Adapun peran Nahdlatul Ulama pada masa penjajahan Belanda dapat dilihat pada
keputusan Mukhatamar Nahdlatul Ulama ke-2 di Banjarmasin tahun 1936, yang
memutuskan kedudukan Hindia Belanda sebagai Dar al-Salam, yang menegaskan
keterikatan Nahdatul Ulama dengan Nusa-Bangsa. Menurut pandangan Nahdlatul
Ulama (NU) bahwa perjuangan jidah dalam mengusur para penjajah sebenarnya adalah
tuntunan dalam ajaran agama Islam yang harus dilaksanakan setiap umat-Nya sebagai
bentuk rasa syukur terhadap Allah yang maha kuasa. Jihad yang dilakuakan oleh para
ulama dan santrinya merupakan jihad sebagai bentuk membela tanah air, atau hubb al-
watan (sebagai bentuk cinta tanah air) yang disebut sebagai jihad fi sabillilah.
Keterlibatan Nahdlatul Ulama (NU) juga mempunya arti penting dalam perumusan
Pembukaan Undang-Undang Dasar negara Repbulik Indonesia yang terbutuk dalam
panitia Sembilan dalam BPUPKI yaitu "Piagam Jakarta". Seperti kita ketahui tujuh
kata tersbut dihapus dalam siding PPKI (Panitia Persiapan Kemerdekaan Indonesia)

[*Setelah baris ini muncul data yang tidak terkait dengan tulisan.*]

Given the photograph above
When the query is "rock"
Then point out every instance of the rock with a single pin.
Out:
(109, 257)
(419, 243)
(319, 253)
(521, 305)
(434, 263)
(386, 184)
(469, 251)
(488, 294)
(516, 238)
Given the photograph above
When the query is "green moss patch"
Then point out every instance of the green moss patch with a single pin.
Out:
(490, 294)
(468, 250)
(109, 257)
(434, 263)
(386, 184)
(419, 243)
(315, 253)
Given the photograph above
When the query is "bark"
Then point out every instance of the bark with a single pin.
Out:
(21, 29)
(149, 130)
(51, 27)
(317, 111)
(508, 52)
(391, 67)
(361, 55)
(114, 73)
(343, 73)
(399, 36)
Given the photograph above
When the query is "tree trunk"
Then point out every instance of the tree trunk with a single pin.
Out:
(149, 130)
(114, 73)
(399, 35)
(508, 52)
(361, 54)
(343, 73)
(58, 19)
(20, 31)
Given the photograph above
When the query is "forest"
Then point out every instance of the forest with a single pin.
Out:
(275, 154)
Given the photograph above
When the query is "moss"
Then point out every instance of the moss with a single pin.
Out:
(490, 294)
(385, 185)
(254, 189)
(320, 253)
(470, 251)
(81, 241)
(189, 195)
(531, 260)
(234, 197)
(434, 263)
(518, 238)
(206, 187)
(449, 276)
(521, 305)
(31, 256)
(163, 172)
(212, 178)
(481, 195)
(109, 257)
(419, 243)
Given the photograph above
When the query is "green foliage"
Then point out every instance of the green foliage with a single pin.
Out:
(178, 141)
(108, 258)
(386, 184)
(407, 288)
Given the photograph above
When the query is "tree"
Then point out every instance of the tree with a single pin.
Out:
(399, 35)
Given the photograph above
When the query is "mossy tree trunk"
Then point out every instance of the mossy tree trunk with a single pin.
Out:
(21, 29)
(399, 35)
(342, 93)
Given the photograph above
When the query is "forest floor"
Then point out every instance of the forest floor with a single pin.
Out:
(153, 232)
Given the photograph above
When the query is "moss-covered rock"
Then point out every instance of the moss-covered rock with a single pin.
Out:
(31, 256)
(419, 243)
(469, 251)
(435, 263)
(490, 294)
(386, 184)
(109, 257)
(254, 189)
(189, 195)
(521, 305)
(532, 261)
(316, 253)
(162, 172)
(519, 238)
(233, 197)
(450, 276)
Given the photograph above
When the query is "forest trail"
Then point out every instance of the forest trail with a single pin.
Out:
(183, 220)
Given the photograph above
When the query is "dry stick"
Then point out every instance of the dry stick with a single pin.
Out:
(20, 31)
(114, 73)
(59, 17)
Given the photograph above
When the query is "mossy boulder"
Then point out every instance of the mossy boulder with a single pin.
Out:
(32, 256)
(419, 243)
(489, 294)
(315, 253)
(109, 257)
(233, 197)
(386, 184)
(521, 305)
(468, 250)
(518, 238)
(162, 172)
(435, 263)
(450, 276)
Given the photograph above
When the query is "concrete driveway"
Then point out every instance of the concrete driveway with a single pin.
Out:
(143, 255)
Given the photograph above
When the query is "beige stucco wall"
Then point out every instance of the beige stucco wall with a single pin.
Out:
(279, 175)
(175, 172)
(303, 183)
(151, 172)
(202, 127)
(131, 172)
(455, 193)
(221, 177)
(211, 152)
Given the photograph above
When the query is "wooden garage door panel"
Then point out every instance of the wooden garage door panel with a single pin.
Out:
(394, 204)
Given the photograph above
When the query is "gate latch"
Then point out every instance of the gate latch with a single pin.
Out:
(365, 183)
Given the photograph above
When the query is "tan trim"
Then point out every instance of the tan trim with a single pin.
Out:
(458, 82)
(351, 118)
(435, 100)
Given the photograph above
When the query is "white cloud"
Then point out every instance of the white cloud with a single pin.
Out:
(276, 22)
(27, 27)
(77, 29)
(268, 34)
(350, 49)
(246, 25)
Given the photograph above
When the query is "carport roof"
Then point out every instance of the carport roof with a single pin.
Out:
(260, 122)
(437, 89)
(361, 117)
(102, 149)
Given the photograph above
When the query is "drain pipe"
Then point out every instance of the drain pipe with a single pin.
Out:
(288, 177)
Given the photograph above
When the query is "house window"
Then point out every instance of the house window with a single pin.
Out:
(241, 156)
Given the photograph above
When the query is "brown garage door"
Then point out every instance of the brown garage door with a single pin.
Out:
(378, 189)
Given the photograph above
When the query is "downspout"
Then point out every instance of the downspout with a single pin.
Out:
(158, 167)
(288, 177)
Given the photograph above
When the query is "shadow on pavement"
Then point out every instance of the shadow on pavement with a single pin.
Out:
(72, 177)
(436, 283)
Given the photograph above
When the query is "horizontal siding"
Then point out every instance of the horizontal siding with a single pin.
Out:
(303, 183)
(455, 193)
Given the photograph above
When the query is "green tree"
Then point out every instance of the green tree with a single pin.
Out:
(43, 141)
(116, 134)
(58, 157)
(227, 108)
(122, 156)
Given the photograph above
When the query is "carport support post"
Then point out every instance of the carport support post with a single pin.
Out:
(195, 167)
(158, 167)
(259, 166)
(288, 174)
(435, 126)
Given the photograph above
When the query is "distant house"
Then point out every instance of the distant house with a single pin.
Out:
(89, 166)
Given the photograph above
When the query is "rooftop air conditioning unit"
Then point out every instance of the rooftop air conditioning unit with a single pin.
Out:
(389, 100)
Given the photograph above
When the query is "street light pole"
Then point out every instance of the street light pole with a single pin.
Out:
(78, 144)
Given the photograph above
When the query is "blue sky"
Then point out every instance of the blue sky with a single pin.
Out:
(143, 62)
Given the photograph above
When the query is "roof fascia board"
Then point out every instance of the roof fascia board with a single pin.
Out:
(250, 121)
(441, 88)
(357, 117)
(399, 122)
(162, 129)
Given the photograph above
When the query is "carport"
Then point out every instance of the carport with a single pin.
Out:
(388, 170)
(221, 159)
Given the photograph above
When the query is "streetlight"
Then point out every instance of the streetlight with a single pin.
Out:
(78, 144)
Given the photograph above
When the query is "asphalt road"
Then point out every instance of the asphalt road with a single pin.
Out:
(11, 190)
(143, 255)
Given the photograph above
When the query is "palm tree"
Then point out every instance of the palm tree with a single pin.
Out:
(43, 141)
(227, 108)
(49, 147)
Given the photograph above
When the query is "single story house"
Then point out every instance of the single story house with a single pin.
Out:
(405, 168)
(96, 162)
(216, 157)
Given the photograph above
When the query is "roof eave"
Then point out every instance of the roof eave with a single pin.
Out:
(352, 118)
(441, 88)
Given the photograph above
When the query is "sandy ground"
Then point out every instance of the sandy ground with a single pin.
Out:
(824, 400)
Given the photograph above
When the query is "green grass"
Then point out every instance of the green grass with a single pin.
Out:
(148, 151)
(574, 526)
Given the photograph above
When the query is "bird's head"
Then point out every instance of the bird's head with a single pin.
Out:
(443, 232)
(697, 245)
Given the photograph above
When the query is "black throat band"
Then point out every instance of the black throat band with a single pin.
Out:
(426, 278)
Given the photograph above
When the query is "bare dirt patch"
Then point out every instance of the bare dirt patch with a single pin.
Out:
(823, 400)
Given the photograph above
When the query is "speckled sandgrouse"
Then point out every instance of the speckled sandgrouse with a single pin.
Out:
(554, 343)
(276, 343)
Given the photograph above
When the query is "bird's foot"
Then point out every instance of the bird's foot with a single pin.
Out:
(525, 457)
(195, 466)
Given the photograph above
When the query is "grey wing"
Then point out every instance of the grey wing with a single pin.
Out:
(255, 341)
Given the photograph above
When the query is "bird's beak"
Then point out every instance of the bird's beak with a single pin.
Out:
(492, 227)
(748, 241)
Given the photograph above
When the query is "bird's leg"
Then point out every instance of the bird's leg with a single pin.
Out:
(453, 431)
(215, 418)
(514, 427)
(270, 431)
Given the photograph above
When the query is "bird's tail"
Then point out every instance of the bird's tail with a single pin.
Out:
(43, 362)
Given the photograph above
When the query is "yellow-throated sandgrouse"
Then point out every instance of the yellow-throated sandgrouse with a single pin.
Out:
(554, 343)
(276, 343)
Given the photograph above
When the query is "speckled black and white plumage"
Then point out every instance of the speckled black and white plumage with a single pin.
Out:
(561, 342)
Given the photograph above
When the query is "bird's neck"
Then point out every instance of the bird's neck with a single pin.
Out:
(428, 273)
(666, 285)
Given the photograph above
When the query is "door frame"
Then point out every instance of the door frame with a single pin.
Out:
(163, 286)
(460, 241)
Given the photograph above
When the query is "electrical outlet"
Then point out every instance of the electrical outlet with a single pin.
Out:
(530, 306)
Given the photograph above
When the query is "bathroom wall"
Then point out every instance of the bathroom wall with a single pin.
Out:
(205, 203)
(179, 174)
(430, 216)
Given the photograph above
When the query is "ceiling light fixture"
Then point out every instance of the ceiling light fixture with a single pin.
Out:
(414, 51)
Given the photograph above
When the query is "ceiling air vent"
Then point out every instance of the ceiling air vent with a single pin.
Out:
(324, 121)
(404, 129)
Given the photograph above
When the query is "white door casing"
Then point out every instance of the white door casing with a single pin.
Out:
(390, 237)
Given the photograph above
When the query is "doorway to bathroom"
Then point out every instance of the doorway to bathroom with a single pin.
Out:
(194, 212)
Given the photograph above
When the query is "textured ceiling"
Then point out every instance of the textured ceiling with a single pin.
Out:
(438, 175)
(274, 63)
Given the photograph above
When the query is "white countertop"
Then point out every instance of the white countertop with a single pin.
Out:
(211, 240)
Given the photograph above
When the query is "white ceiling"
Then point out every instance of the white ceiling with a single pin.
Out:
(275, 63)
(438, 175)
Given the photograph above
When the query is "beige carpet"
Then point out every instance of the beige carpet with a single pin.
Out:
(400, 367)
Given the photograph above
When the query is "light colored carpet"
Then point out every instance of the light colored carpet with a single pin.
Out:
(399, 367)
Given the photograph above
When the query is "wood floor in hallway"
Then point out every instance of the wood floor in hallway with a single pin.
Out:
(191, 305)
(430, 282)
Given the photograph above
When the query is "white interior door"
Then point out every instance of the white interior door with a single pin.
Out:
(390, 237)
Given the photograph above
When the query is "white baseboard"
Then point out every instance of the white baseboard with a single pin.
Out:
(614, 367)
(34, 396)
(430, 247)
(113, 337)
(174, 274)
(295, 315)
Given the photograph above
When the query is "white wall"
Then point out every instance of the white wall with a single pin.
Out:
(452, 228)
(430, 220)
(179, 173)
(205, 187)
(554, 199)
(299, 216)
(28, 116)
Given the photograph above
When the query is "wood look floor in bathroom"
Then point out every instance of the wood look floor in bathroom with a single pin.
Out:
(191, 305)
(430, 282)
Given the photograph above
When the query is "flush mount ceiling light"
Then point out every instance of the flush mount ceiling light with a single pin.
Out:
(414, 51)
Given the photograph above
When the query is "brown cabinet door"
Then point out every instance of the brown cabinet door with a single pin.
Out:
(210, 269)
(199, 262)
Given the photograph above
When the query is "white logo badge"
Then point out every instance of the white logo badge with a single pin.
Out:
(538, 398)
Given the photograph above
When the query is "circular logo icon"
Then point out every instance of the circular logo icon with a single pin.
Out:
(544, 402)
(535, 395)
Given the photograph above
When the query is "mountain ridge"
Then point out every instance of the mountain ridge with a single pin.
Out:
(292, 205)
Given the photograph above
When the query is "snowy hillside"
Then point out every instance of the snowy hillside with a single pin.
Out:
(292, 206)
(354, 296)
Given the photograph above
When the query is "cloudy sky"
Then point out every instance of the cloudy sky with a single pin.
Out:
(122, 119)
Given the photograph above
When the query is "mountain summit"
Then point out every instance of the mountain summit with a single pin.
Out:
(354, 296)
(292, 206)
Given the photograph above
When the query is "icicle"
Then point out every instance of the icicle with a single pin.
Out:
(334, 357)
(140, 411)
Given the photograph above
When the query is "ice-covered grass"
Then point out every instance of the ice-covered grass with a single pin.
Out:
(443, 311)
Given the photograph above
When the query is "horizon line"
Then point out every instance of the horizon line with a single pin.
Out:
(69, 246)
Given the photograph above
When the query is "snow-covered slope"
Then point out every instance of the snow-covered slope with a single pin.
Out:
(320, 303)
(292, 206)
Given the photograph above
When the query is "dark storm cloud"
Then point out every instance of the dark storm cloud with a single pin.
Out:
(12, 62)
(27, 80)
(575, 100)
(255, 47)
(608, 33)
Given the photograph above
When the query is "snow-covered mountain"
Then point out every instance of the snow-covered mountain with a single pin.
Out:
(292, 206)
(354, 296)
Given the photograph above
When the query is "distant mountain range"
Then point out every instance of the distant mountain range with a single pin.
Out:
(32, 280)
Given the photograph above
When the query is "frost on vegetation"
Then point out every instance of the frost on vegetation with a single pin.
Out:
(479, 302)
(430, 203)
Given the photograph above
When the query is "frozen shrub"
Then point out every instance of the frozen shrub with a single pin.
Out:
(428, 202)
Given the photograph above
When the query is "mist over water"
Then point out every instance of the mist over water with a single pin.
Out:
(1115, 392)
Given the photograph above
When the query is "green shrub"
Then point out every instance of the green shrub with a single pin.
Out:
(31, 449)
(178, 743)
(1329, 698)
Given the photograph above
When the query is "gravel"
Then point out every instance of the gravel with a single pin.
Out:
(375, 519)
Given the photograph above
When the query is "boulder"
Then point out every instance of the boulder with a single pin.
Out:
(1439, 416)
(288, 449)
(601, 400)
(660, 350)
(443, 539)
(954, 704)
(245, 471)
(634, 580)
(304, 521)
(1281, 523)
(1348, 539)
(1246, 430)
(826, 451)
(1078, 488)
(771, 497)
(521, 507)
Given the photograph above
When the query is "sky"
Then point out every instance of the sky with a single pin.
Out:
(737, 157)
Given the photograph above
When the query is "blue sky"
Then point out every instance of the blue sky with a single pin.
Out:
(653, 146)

tanggal 18 Agustus 1945. Pada waku itu Bung Hatta mengaku, beliau mendapat
telepon dari seorang perwira Jepang yang mengakui meyampaikan aspirasi kaum
Kristen Indonesia Timur, bahwa mereka tidak akan bergabung dengan NKRI jika
"tujuh kata" itu tidak dihapus.
20
Hal ini sampai kepada ketua organisasi NU yaitu KH Hasyim Asy'ari. Menurut beliau,
bahwa toleransi yang dilakukan oleh NU dan tokoh-tokoh pejuang muslim lain yang
menerima "tujuh kata" dan menerima tuntunan kaum Kristen Indonesia timur, itu
merupakan sebuah perjuangan dan perjuangan demi terpeliharanya kemerdekaan dan
juga persatuan dan kesatuan NKRI
Itulah merupakan pemikiran NU yang sangat kuat dan gigih dalam menjaga NKRI dan
menentang segala bentuk penjajahan hukumnya wajib karena merupakan perintah
agama, hal ini juga sejalan dengan para ulama-ulama pendahulunya yang sangat
senantiasa memberikan hukum wajib jihad untuk mengusir penjajahan Belanda.